Personal information
- Born: 15 September 1964 (age 61) Asker, Norway

Chess career
- Country: Norway
- Title: Grandmaster (2003)
- FIDE rating: 2405 (July 2026)
- Peak rating: 2506 (October 2004)

= Berge Østenstad =

Norwegian chess grandmaster (born 1964)

Berge Østenstad (born 15 September 1964) is a Norwegian chess player and Norway's sixth International Grandmaster. Østenstad plays for the chess club in Asker. He appears on the official FIDE rating list as "Ostenstad, Berge".

Berge Østenstad has won more Norwegian Chess Championships than any other player apart from Simen Agdestein, eight in total. He won in 1984, 1990, 1994, 1997, 1999, 2003, 2004 and 2011. He played for Norway in the Chess Olympiads of 1984, 1990 and 2004.

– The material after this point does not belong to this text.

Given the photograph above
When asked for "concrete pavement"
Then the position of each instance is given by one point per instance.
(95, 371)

Østenstad gained the title of International Master in 1987. He achieved his first GM norm in Gausdal in 1990, his second in Biel in 1990 and the third in Gothenburg in 2003. His rating peaked the required 2500 in 1991. The Biel norm came after FIDE liberalized the requirements for GM norms by allowing them to be achieved before the tournament ended, and made these changes retroactive.